Using your own data or built-in samples

Your own data

RAITAP can load your own data by pointing data.source to a local file or directory.

Supported inputs include:

  • A directory of images such as .jpg, .png, .bmp, or .webp (walked recursively — nested ImageFolder-style layouts are supported)

  • A single image file

  • A CSV, TSV, or Parquet file

  • A directory containing CSV, TSV, or Parquet files

Example (flat directory):

data:
  source: "./data/images" # a directory of images
  labels:
    source: "./data/labels.csv"
    id_column: "image"
    column: "label"
from raitap.data import DataConfig, LabelsConfig

data = DataConfig(
    source="./data/images",  # a directory of images
    labels=LabelsConfig(
        source="./data/labels.csv",
        id_column="image",
        column="label",
    ),
)

with labels.csv rows like:

image,label
IM-0001.jpeg,0
IM-0002.jpeg,1

The ids are bare filenames (no path separators), so auto matches by stem.
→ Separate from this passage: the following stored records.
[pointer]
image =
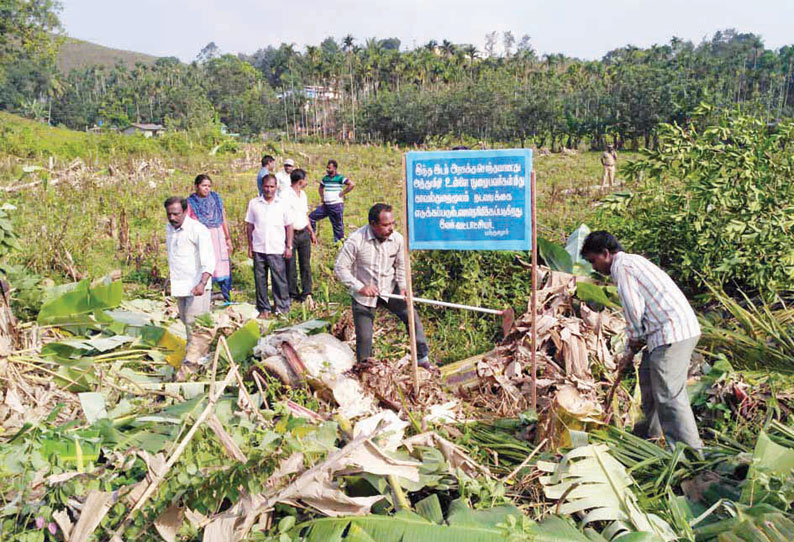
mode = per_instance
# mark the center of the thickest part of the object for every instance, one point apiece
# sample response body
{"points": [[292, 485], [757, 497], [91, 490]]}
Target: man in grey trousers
{"points": [[658, 315], [268, 224], [372, 263]]}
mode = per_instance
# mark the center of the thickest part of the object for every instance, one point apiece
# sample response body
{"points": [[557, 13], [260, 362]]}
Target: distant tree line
{"points": [[376, 91]]}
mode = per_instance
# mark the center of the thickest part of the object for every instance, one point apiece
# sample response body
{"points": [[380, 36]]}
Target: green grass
{"points": [[66, 221]]}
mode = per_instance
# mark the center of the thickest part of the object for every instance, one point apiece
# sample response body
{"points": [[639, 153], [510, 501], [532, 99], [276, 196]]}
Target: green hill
{"points": [[76, 53]]}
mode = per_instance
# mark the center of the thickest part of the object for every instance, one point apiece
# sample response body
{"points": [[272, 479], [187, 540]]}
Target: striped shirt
{"points": [[365, 261], [332, 187], [654, 307]]}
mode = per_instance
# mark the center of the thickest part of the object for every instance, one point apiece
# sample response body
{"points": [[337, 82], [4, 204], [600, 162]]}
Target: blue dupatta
{"points": [[209, 210]]}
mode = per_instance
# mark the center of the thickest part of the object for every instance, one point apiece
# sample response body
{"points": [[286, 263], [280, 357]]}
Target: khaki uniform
{"points": [[608, 160]]}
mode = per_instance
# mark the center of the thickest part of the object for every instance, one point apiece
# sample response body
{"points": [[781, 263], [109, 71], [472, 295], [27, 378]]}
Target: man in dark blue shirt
{"points": [[268, 164]]}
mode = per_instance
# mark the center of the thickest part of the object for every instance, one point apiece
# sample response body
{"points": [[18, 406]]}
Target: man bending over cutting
{"points": [[657, 314], [372, 263]]}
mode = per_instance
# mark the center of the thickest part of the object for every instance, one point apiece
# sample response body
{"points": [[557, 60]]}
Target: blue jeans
{"points": [[334, 212], [226, 287]]}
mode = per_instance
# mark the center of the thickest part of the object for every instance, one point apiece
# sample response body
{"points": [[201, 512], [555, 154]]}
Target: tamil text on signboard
{"points": [[469, 200]]}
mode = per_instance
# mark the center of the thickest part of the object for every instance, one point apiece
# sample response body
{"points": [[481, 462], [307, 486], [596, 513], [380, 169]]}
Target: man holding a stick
{"points": [[657, 314], [372, 264], [191, 261]]}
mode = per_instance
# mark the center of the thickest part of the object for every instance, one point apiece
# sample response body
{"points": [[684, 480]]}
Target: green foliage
{"points": [[716, 204], [8, 238], [762, 523], [26, 29], [754, 334]]}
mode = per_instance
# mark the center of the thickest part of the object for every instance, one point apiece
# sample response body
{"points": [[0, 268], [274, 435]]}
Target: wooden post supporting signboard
{"points": [[409, 289], [533, 302]]}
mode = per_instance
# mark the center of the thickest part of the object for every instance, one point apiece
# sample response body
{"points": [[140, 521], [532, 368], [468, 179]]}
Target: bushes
{"points": [[716, 203]]}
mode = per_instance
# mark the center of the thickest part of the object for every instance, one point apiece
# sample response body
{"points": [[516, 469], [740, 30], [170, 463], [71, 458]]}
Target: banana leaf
{"points": [[77, 348], [589, 292], [72, 306], [769, 458], [555, 256], [160, 337], [591, 482], [473, 526], [761, 523], [241, 342], [574, 246]]}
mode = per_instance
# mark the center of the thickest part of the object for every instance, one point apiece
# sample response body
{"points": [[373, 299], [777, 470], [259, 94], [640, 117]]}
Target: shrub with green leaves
{"points": [[716, 203]]}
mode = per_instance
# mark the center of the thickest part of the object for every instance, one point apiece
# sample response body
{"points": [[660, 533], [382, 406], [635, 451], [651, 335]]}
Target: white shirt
{"points": [[190, 255], [269, 220], [298, 206], [366, 261], [284, 182], [654, 307]]}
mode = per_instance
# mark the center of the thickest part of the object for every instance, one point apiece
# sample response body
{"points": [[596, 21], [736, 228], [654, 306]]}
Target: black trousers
{"points": [[278, 272], [301, 257], [364, 320]]}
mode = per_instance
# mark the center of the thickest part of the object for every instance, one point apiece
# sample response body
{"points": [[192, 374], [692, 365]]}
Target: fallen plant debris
{"points": [[281, 436]]}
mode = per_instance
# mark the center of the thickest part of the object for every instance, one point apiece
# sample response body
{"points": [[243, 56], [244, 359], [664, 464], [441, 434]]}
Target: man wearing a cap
{"points": [[283, 177], [608, 160]]}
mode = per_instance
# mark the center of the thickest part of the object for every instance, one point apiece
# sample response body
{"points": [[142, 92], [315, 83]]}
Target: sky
{"points": [[581, 28]]}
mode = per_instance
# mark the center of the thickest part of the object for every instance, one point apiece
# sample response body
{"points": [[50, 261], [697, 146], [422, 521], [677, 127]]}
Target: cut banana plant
{"points": [[591, 483]]}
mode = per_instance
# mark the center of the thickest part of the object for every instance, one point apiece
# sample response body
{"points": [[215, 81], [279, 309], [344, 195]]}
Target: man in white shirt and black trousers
{"points": [[303, 238], [269, 232], [191, 261]]}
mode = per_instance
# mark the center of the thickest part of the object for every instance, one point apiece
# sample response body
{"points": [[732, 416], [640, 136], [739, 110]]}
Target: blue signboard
{"points": [[469, 200]]}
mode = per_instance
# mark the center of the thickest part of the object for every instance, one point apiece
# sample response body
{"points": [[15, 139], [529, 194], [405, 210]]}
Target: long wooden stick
{"points": [[534, 298], [525, 462], [409, 289], [241, 384], [446, 304]]}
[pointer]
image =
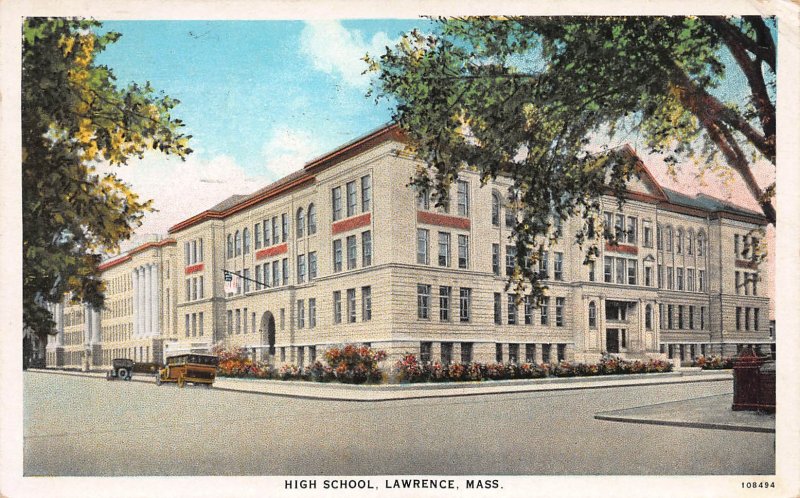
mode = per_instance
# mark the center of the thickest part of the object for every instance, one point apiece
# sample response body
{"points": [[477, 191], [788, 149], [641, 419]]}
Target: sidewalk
{"points": [[392, 392], [710, 412]]}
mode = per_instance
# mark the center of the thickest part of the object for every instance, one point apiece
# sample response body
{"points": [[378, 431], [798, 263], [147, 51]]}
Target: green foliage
{"points": [[523, 97], [74, 116]]}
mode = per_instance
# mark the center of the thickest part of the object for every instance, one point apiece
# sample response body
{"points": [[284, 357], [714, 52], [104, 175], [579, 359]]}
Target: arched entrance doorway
{"points": [[268, 336]]}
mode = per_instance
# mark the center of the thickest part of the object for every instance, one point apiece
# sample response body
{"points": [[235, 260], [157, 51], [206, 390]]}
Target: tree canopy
{"points": [[74, 116], [530, 97]]}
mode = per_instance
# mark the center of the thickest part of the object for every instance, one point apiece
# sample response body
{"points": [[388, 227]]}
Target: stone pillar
{"points": [[135, 281], [154, 328]]}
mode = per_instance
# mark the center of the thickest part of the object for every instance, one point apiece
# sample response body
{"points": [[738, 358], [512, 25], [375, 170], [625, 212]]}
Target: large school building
{"points": [[344, 251]]}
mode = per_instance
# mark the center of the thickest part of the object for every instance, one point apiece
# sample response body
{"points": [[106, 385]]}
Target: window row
{"points": [[682, 279], [680, 241], [528, 308], [300, 313], [193, 324], [192, 252], [350, 317], [745, 313], [744, 246], [351, 191], [194, 288], [681, 317], [444, 250], [746, 283], [462, 199], [352, 248]]}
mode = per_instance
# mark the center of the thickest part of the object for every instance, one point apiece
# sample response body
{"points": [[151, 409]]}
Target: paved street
{"points": [[84, 426]]}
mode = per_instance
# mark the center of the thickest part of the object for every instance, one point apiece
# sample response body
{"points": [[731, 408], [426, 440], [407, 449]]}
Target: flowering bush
{"points": [[713, 362], [355, 364]]}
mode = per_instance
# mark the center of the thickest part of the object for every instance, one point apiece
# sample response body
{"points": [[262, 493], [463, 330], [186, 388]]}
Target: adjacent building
{"points": [[345, 251]]}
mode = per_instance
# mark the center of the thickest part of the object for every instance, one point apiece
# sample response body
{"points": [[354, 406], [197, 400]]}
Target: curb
{"points": [[399, 392]]}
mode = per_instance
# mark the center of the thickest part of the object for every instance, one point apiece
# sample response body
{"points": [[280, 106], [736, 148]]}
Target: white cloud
{"points": [[287, 150], [337, 51], [182, 189]]}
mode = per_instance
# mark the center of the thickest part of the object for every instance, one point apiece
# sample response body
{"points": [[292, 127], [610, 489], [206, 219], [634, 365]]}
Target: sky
{"points": [[262, 98]]}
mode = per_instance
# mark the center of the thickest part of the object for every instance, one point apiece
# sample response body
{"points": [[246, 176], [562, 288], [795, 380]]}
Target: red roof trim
{"points": [[128, 256], [442, 220], [273, 251], [351, 223]]}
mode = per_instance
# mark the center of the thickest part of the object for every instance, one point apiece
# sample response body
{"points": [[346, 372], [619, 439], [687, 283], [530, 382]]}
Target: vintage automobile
{"points": [[191, 367], [121, 368]]}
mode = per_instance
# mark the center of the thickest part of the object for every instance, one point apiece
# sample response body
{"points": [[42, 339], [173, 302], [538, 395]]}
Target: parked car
{"points": [[192, 367], [121, 368]]}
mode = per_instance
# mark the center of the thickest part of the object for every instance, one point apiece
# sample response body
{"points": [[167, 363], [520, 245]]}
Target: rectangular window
{"points": [[351, 252], [312, 313], [632, 232], [512, 309], [423, 301], [632, 272], [336, 201], [511, 259], [301, 268], [337, 306], [463, 251], [366, 303], [560, 311], [337, 255], [444, 303], [466, 352], [528, 310], [463, 198], [444, 249], [352, 200], [620, 270], [544, 304], [422, 246], [366, 193], [312, 266], [366, 248], [647, 234], [558, 266], [464, 304]]}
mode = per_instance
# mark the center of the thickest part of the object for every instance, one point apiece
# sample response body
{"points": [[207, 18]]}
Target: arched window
{"points": [[495, 209], [669, 238], [701, 243], [312, 219], [301, 222]]}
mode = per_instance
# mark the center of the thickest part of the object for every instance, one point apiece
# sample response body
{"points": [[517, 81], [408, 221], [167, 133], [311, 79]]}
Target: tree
{"points": [[73, 117], [528, 97]]}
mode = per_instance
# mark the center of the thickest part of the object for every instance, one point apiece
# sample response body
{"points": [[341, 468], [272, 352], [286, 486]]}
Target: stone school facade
{"points": [[344, 251]]}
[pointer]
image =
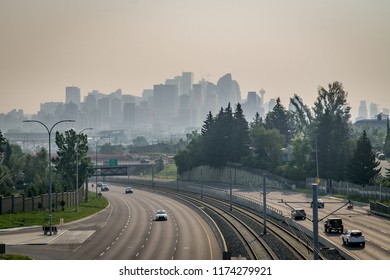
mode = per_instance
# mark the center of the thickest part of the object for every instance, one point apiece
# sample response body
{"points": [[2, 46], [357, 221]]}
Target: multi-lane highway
{"points": [[127, 230], [375, 229]]}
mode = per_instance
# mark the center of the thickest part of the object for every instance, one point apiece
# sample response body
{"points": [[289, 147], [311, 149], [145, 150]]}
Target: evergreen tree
{"points": [[278, 119], [386, 145], [3, 143], [65, 163], [331, 128], [362, 166], [257, 121]]}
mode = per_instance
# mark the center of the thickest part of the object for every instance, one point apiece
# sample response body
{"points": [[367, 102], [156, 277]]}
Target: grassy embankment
{"points": [[41, 217]]}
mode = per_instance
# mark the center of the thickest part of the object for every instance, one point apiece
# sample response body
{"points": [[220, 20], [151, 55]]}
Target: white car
{"points": [[105, 188], [161, 215], [353, 236]]}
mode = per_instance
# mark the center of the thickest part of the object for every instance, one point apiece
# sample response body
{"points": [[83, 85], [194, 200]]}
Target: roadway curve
{"points": [[127, 230], [375, 229]]}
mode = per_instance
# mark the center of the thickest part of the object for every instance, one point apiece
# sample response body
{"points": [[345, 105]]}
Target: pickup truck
{"points": [[333, 224], [353, 236]]}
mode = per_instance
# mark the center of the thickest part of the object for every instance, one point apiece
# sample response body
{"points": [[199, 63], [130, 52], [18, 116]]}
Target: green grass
{"points": [[39, 218], [14, 257]]}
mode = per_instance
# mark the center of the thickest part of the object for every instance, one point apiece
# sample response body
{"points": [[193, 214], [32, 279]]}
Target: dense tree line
{"points": [[304, 142], [28, 173]]}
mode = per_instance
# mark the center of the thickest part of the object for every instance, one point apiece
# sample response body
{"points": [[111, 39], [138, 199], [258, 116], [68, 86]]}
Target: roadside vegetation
{"points": [[40, 218]]}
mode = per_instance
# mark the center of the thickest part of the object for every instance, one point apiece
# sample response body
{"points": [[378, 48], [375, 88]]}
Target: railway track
{"points": [[247, 225]]}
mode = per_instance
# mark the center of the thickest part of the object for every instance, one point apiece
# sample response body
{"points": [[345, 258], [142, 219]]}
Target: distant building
{"points": [[374, 110], [379, 122], [49, 107], [187, 82], [72, 95]]}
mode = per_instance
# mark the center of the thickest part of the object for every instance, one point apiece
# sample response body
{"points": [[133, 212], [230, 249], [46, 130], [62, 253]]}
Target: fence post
{"points": [[12, 203]]}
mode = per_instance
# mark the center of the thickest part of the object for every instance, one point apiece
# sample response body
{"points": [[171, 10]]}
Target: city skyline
{"points": [[285, 48]]}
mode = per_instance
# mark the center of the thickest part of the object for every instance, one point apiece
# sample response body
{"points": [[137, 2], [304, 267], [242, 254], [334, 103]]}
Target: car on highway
{"points": [[298, 213], [333, 224], [161, 215], [320, 203], [353, 237]]}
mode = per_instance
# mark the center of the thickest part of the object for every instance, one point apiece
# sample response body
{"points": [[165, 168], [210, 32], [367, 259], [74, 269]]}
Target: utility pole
{"points": [[264, 205], [315, 222]]}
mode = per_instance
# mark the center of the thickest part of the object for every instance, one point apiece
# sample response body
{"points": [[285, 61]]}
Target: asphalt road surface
{"points": [[125, 230]]}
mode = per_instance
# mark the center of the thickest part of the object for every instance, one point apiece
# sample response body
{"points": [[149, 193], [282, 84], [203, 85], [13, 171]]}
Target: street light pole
{"points": [[97, 143], [50, 179], [77, 167]]}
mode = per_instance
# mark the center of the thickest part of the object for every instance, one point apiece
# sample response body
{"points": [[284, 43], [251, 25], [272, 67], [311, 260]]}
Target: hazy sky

See How labels match to samples below.

Example (nested ImageFolder layout — data/test/<class>/<file>.jpg):

data/test/
├── NORMAL/IM-0001.jpeg
├── NORMAL/IM-0002.jpeg
└── PNEUMONIA/IM-0001.jpeg   # colliding stem with NORMAL/
data:
  source: "./data/test"
  labels:
    source: "./data/labels.csv"
    id_column: "image"
    column: "label"
    # id_strategy: "auto"   # default — relative paths auto-detected
from raitap.data import DataConfig, IdStrategy, LabelsConfig

data = DataConfig(
    source="./data/test",
    labels=LabelsConfig(
        source="./data/labels.csv",
        id_column="image",
        column="label",
        # id_strategy=IdStrategy.auto,  # default — relative paths auto-detected
    ),
)

with labels.csv rows like:

image,label
NORMAL/IM-0001.jpeg,0
NORMAL/IM-0002.jpeg,0
PNEUMONIA/IM-0001.jpeg,1

The default labels.id_strategy: "auto" detects the path separators and matches by relative path (extension is stripped during comparison, so NORMAL/IM-0001.jpeg and NORMAL/IM-0001 both work). Sample order is sorted by relative posix path. See Configuration for the full id_strategy reference.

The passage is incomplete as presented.